那副总是带笑的面具下,显出一种异样的沉默和一丝被当面揭穿小把戏的尴尬。
“完颜朔,顾家于我意味着什么,你很清楚。有些线,不要越。”
完颜朔收敛了笑意,终于显露出几分属于他真实性情的、带着阴柔冷意的锐利:“殿下放心,我对两位公子并无恶意。”
耶律长烬看着完颜朔,眼神冷了几分,转向戚秀骨,沉声道:“此事,我会给你一个交代。”
“不必。”戚秀骨却摇了摇头,仿佛刚才那尖锐的指控只是随口提及的一件微不足道的小事。
他不再看完颜朔,起身理了理并无褶皱的袖口和裙裾:“今日便到此吧,五日内,我等大公主的消息。”
他语气恢复了一贯的从容,仿佛刚才的波澜从未发生。
“耶律长烬。”临别前,戚秀骨在门边驻足,叫住他,神色是前所未有的严肃,眸光清冽如寒潭:“风浪将至,此船一开,便再无回头岸。你我现在,是真正拴在一根桅杆上了。”
被叫到的少年靠在斑驳的门框上,抱臂看着戚秀骨。
光勉强描摹出他硬朗的轮廓,却照不进那双翠绿眼眸的深处——那里翻涌着被卷入漩涡的凝重、对远方亲人的忧虑,以及一丝被这凝重局势和眼前人共同激起的、近乎本能的凶悍。
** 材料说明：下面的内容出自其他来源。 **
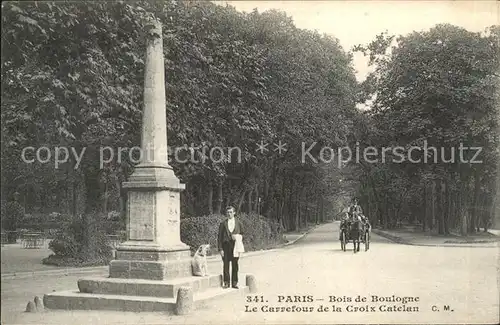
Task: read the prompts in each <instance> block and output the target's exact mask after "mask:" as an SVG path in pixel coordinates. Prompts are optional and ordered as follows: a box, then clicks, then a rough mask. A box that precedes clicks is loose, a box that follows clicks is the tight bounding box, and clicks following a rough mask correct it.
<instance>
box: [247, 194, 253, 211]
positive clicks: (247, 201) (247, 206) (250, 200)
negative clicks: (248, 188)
mask: <svg viewBox="0 0 500 325" xmlns="http://www.w3.org/2000/svg"><path fill="white" fill-rule="evenodd" d="M252 194H253V189H251V190H249V191H248V194H247V212H248V213H251V212H252Z"/></svg>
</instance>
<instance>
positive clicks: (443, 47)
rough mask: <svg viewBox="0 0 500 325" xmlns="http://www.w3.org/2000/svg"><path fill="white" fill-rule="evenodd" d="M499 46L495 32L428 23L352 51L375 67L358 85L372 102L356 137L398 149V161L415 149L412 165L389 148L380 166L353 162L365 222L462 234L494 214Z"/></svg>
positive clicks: (495, 204)
mask: <svg viewBox="0 0 500 325" xmlns="http://www.w3.org/2000/svg"><path fill="white" fill-rule="evenodd" d="M499 42H500V26H496V27H491V28H489V29H487V30H486V31H485V32H484V33H472V32H469V31H466V30H465V29H462V28H458V27H455V26H450V25H437V26H435V27H434V28H432V29H430V30H429V31H426V32H414V33H412V34H409V35H406V36H400V37H398V38H397V39H395V38H394V37H390V36H388V35H384V34H382V35H379V37H377V39H376V40H374V41H373V42H372V43H370V44H369V45H368V46H360V47H359V48H358V50H361V51H364V52H365V54H366V55H369V57H370V63H371V64H373V65H374V66H375V67H376V68H375V70H374V72H373V73H372V74H371V75H370V76H369V77H368V78H367V80H366V81H365V83H364V85H363V89H364V90H365V91H366V95H369V96H373V95H375V99H374V102H373V109H372V110H371V111H369V112H367V113H366V114H365V116H363V124H362V125H363V127H362V128H361V129H360V131H359V132H358V135H357V140H359V142H360V143H361V145H362V147H368V146H375V147H377V148H379V149H380V148H382V147H388V148H395V147H396V146H399V147H402V148H401V149H400V153H403V154H404V155H405V156H406V157H408V154H409V152H410V151H411V150H412V146H415V147H418V148H420V149H414V150H413V152H412V153H411V154H412V159H413V160H414V161H415V162H409V161H408V158H407V159H406V160H405V161H401V159H399V158H398V157H396V154H395V153H394V152H392V153H391V151H389V153H388V155H387V158H386V159H387V160H386V162H385V163H374V164H368V163H365V164H361V165H359V166H357V167H360V169H359V170H358V173H359V175H358V176H359V179H360V180H361V195H362V198H363V201H364V204H365V205H366V206H367V207H368V209H369V211H371V213H372V215H373V219H374V221H375V222H376V221H379V222H380V223H381V224H382V225H383V226H385V227H391V226H395V225H396V224H397V223H398V221H401V220H406V221H411V222H420V223H421V225H422V227H423V229H424V230H425V229H428V228H430V229H431V230H437V232H438V233H439V234H445V233H450V232H451V231H457V232H460V233H461V234H463V235H465V234H467V233H473V232H476V231H477V230H478V229H479V227H480V226H481V227H484V228H485V229H487V228H488V227H490V226H491V222H492V221H493V219H494V218H493V217H494V215H495V213H496V214H497V215H499V214H498V213H499V212H500V211H499V210H498V206H499V203H500V202H498V201H495V200H497V189H498V188H497V186H498V184H499V182H498V181H497V179H498V176H497V173H498V171H499V170H500V169H499V168H498V167H499V163H500V160H499V154H500V150H499V144H500V138H499V130H500V129H499V127H500V124H499V118H500V110H499V105H498V103H499V102H500V87H499V86H500V55H499V54H500V51H499V49H500V48H499V46H500V45H499V44H500V43H499ZM460 147H464V148H465V149H462V153H460ZM426 148H428V149H427V150H425V149H426ZM432 148H435V149H432ZM479 148H480V149H479ZM379 158H380V157H379ZM495 209H496V211H495Z"/></svg>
他沉默了片刻,仿佛在掂量这话的重量,然后,他嘴角勾起一个没有温度的、近乎野性的弧度。
“那就让它沉不了。”他的声音低沉下去,却带着一种磐石般的、近乎悍勇的笃定,字字砸在寂静的空气里:“风浪再大,劈开便是。”
戚秀骨深深看了他一眼,不再多言,微微颔首,转身推门而出。含袖不知何时已悄无声息地候在门外不远处,主仆二人的身影很快融入深巷的阴影之中,消失不见。
耶律长烬站在门内,望着空荡荡的巷口,良久未动。
完颜朔不知何时走到了他身后,脸上已没了平日的轻佻,望着戚秀骨离去的方向,轻声问,语气里带着罕见的凝重:“主人,当真要和她绑得这么深?
这位端辞殿下……水也太深了些,心思难测。”
耶律长烬没有立刻回答。他想起山顶那夜戚秀骨眼中深藏的恐惧与挣扎,想起他谈及城下流民时的无力与不甘,想起他方才平静之下蕴藏的锋利与决断。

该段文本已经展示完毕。